Concerning anesthetics, we prefer tetracaine due to its efficacy, and some form of lidocaine gel is usually helpful as well. Topical betadine (5%) should be applied to any eye undergoing a penetrating procedure, whether it be a viscoelastic or medication injection or bleb needling.
While all of the above procedures are performed in the office by the surgeon, some are stand-alone procedures, like the SLT (CPT code 65855) and Durysta implants (CPT code 66030 and HCPCS code J7351), and others are a result of surgical procedure or, in some cases, complication. Some procedures that may occur within the postoperative period are not included in the global surgical period and can be separately billed.
Modifiers can be used on claims for reimbursement for procedures that occur during the global surgery period (eg, paracentesis). For example, modifier 58 is described as a staged or related procedure or service by the same physician or other qualified health-care professional during the postoperative period. Diagnostic testing performed to confirm the expected results of the surgery are considered to be part of routine postoperative care and should not be billed separately, whereas tests to evaluate and plan the management of a complication can be separately billed.
Well-documented medical records are a key component when dealing with payors in the event of pre- and post-payment audits.
CONCLUSION
In 2023, we are fortunate to have so many options for assisting our patients in their lifelong journey with glaucoma.

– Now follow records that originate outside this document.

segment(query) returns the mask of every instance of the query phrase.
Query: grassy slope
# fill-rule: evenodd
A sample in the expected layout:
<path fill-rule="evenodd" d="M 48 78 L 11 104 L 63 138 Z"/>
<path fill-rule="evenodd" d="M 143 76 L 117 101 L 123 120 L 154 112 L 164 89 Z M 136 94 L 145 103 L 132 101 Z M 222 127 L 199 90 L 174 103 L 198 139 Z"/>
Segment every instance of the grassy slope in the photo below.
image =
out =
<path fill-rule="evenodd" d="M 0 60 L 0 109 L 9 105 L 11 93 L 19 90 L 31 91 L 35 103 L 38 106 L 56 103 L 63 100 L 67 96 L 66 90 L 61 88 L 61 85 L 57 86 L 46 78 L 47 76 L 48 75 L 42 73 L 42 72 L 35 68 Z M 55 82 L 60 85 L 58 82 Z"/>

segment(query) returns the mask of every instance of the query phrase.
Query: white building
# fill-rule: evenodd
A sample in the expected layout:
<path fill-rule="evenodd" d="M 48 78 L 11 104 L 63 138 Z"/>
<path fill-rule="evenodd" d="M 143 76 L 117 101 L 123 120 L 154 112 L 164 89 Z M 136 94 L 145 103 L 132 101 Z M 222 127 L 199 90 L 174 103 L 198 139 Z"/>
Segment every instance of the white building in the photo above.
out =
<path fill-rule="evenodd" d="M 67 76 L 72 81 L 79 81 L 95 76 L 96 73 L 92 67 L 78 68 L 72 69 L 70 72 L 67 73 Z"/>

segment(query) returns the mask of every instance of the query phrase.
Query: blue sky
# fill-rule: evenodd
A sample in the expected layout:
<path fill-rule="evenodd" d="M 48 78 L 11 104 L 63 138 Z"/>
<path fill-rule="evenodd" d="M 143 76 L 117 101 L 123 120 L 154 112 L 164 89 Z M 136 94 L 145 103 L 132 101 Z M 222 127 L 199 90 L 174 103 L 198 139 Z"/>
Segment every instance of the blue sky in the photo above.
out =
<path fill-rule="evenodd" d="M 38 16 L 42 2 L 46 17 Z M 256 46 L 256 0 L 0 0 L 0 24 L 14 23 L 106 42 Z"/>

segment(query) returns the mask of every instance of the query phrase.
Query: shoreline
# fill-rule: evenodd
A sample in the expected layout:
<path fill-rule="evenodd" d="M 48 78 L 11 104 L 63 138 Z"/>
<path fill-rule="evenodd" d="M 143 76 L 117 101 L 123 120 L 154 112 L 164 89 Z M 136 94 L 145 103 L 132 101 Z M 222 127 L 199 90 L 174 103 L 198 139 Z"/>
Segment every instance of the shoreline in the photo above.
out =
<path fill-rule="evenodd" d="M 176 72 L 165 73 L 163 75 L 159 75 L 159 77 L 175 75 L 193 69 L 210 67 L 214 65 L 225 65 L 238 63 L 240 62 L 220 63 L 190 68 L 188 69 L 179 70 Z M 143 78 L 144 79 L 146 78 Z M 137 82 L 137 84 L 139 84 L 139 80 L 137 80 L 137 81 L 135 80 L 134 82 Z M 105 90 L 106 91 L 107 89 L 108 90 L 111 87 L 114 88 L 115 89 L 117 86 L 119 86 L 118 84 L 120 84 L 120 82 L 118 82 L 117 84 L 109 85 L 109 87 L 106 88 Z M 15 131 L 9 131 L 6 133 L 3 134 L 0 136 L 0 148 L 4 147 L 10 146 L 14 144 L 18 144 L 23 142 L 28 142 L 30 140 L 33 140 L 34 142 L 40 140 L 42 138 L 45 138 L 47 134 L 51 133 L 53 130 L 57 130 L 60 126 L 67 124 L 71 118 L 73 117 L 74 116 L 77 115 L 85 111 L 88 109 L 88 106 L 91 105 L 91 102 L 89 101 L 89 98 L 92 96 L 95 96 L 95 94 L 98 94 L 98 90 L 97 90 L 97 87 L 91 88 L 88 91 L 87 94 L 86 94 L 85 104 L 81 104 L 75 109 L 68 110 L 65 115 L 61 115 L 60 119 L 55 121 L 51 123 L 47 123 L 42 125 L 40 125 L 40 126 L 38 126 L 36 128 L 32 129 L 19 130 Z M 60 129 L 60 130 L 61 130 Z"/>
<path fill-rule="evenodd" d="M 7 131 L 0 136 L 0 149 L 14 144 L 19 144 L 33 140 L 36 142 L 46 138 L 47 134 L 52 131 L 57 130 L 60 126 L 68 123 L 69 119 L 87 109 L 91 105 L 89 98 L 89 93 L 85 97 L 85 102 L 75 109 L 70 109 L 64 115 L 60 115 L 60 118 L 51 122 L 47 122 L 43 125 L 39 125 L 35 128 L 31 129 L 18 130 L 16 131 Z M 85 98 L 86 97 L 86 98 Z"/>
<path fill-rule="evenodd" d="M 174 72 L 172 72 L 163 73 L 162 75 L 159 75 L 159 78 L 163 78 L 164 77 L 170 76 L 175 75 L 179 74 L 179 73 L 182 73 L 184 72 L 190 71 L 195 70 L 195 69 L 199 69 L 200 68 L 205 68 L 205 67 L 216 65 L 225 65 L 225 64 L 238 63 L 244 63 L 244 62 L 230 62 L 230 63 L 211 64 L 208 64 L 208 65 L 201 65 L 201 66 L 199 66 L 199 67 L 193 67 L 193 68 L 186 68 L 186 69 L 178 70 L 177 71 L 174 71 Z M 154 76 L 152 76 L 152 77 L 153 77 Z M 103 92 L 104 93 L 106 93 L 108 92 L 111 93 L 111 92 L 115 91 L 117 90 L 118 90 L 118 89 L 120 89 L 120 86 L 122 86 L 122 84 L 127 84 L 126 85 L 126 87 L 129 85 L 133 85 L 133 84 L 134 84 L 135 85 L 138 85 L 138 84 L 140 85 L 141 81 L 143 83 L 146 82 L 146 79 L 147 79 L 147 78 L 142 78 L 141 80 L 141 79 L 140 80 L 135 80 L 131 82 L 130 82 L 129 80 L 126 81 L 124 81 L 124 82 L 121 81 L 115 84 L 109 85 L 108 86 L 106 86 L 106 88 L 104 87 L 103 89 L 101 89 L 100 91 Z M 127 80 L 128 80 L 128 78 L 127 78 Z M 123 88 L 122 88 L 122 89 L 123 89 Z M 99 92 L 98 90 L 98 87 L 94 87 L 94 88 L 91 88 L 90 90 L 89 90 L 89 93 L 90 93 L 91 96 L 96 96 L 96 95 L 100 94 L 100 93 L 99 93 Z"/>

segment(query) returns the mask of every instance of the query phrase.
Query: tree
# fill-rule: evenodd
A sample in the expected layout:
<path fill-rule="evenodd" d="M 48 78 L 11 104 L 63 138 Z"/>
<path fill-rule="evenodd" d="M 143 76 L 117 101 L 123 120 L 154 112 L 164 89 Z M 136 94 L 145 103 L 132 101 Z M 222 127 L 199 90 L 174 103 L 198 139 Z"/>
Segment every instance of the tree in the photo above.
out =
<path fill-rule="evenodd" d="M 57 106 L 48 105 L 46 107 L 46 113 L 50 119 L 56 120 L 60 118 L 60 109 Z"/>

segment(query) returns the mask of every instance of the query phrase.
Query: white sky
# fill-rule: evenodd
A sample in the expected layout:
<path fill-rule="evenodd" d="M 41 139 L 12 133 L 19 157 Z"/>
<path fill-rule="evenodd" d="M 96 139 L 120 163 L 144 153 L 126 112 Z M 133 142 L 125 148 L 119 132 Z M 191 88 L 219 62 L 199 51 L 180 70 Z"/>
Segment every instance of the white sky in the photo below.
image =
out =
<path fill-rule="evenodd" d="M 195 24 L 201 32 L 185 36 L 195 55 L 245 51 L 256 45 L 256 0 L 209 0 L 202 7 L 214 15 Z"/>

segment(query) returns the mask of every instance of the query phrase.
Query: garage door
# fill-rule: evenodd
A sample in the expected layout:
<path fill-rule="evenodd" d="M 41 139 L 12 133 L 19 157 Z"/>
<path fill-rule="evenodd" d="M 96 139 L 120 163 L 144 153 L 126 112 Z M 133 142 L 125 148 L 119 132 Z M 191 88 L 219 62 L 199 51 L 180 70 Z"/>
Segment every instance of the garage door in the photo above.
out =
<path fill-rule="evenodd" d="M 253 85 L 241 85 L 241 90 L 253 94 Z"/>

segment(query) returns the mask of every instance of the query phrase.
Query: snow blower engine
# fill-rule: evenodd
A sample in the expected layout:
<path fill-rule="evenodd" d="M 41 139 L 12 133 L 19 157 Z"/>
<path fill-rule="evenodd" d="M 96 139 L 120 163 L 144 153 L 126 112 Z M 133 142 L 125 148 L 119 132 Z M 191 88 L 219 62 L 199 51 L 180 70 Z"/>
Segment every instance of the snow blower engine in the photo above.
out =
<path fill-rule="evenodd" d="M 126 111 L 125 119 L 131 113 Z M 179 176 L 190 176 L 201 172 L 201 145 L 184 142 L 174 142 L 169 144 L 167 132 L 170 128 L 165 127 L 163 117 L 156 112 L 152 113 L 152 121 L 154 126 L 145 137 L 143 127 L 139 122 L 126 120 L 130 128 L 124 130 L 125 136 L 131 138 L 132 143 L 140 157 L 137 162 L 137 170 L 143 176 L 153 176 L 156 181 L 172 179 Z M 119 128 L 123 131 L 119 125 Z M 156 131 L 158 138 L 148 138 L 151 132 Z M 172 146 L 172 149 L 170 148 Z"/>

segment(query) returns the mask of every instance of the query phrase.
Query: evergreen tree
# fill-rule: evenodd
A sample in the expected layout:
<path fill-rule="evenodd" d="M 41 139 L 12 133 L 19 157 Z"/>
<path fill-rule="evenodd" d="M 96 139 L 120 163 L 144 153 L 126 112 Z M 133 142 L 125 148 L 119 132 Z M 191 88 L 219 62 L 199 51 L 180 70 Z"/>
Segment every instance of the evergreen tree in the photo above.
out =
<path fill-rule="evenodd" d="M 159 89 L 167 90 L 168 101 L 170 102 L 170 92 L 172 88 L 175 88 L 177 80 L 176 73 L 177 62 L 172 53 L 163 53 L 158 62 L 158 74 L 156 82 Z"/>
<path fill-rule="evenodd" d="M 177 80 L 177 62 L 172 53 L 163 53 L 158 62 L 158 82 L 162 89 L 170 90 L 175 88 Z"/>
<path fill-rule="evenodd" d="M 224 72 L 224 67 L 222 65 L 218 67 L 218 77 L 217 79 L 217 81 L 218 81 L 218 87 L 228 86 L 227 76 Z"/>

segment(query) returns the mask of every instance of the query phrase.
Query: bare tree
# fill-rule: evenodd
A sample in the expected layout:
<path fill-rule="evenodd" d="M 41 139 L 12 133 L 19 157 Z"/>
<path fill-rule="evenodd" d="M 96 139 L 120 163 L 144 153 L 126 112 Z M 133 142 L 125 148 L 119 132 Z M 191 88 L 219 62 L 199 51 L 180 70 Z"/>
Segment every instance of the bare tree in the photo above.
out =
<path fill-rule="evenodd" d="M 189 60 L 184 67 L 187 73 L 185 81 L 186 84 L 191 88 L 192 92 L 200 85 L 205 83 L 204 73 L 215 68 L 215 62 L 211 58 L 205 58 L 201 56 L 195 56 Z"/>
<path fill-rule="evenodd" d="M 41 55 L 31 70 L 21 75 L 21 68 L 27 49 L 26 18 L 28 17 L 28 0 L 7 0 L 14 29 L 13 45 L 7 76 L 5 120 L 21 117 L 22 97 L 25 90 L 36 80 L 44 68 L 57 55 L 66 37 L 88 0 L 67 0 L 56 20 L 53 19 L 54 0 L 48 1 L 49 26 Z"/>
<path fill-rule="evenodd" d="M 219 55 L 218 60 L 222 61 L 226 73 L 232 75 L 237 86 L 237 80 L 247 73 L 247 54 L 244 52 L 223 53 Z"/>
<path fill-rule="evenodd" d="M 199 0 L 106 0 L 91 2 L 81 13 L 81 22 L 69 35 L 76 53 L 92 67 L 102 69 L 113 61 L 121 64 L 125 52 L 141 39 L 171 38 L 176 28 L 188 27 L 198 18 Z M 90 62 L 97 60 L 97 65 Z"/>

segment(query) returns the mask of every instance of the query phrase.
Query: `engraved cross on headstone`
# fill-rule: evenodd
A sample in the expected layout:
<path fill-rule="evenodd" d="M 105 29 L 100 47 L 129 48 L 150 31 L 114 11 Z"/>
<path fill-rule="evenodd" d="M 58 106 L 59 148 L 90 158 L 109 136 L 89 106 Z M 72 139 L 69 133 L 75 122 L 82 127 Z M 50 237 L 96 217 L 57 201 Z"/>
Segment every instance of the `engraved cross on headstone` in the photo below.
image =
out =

A variety of procedures can be performed in the office to assist glaucoma patients throughout the spectrum of disease. OM
REFERENCES
- Gazzard G, Konstantakopoulou E, Garway-Heath D, et al. Selective laser trabeculoplasty versus eye drops for first-line treatment of ocular hypertension and glaucoma (LiGHT): a multicentre randomised controlled trial. Lancet. 2019;393(10180):1505-1516.
- Medeiros FA, Walters TR, Kolko M, et al. Phase 3, Randomized, 20-Month Study of Bimatoprost Implant in Open-Angle Glaucoma and Ocular Hypertension (ARTEMIS 1). Ophthalmology. 2020;127:1627-1641.
- Radcliffe N, Gazzard G, Samuelson T, et al. Energy Dose-Response in Selective Laser Trabeculoplasty: A Review. J Glaucoma. 2022;31(8):e49-e68.
- Geffen N, Ofir S, Belkin A, et al. Transscleral Selective Laser Trabeculoplasty Without a Gonioscopy Lens. J Glaucoma. 2017;26:201-207.
- Freedman J. Tube-Shunt Bleb Pathophysiology, the Cytokine Story. J Glaucoma. 2021;30:109-113.